O Dr. No fez uma pausa, enquanto observava o rosto de Bond. Depois prosseguiu: — Saiba ainda, sr. Bond, que justamente agora acabo de construir uma espécie de pista de obstáculos, uma espécie de pista de corrida contra a morte. Não direi mais sobre isso porque o elemento surpresa é um dos que aparecem na formação do medo. Os perigos desconhecidos são os piores, os que mais pressionam as reservas de coragem. E me alegro com a idéia de que a corrida de obstáculos que o senhor enfrentará contém um rico sortimento de coisas inesperadas. Será particularmente interessante sr. Bond, que um homem com as suas qualidades físicas seja o meu primeiro competidor. Será interessantíssimo ver até onde o senhor conseguirá alcançar, na pista que idealizei. Não há dúvida de que o senhor estabelecerá uma marca invejável para os futuros corredores. Tenho grandes esperanças no senhor. O senhor deverá ir muito longe, mas quando tombar, inevitavelmente, diante de um obstáculo, seu corpo será recolhido e eu examinarei meticulosamente os seus restos. Os dados assim colhidos serão registrados e o senhor representará o primeiro ponto de um gráfico. Algo honroso, não é, senhor Bond?

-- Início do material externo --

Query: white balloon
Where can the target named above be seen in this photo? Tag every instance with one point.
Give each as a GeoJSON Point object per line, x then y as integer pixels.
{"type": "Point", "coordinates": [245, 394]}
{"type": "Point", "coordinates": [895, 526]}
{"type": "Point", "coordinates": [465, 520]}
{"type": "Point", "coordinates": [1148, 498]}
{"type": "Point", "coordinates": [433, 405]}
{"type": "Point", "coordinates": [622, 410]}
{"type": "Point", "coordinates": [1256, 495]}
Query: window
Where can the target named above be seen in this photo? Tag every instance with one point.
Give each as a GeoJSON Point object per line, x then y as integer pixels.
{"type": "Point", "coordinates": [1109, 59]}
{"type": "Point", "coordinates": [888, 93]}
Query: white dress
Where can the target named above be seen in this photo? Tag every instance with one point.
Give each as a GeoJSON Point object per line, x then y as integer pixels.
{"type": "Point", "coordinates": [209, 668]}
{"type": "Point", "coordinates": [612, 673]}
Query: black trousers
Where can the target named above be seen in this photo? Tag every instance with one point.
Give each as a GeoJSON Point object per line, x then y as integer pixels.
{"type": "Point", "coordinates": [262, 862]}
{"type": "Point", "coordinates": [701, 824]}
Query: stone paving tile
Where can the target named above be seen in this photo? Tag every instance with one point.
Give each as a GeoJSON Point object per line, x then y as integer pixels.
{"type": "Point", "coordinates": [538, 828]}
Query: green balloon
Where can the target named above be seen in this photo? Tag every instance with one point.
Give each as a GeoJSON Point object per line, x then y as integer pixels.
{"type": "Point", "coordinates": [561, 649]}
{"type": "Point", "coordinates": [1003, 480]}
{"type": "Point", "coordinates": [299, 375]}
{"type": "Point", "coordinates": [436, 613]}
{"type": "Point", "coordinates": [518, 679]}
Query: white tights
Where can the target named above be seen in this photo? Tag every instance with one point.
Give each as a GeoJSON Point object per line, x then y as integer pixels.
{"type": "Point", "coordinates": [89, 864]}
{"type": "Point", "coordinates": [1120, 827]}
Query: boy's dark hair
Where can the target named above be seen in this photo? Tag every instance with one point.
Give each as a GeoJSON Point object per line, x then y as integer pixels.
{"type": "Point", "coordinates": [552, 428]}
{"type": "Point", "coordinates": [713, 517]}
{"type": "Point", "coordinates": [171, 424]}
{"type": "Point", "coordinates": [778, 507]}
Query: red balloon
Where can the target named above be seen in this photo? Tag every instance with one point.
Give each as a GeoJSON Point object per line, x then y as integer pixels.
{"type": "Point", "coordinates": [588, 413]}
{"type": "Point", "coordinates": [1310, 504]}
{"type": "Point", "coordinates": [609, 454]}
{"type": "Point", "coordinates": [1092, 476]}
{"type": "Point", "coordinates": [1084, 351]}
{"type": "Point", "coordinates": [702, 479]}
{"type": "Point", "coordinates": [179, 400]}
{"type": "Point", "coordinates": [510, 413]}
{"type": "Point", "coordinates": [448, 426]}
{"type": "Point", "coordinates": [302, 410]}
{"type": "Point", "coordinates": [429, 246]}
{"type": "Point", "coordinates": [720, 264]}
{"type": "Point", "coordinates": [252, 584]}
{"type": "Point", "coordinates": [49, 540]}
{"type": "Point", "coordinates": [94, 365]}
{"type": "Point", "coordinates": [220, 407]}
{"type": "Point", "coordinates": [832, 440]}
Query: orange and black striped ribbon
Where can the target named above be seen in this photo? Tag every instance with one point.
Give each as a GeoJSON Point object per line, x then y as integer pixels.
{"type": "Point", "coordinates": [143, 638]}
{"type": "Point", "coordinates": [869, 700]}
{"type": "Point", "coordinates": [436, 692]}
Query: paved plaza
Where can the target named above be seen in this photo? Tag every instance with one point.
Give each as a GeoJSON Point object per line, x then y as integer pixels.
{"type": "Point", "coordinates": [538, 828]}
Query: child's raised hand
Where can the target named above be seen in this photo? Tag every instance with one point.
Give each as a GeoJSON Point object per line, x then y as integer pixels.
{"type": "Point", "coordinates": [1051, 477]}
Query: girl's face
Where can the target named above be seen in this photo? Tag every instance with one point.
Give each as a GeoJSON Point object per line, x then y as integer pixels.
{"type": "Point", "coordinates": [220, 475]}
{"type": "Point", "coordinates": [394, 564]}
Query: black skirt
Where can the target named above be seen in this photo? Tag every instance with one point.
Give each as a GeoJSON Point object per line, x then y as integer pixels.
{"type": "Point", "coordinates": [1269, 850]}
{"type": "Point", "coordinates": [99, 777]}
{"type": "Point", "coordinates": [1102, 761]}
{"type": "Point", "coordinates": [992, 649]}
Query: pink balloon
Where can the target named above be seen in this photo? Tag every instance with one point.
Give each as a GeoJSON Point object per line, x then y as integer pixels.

Bond nada respondeu. Que diabo significaria tudo aquilo? Em que poderia consistir aquela prova? Seria possível escapar dela com vida? Poderia escapar disso e salvar Honeychile antes que fosse demasiado tarde, ainda que para matá-la e assim salvá-la da tortura? Silenciosamente, Bond ia reunindo suas reservas de coragem, retemperando a mente contra o temor do desconhecido que já começava a envolver a sua garganta, e focalizando a sua vontade no alvo da sobrevivência. Acima de tudo, deveria apegar-se às suas armas.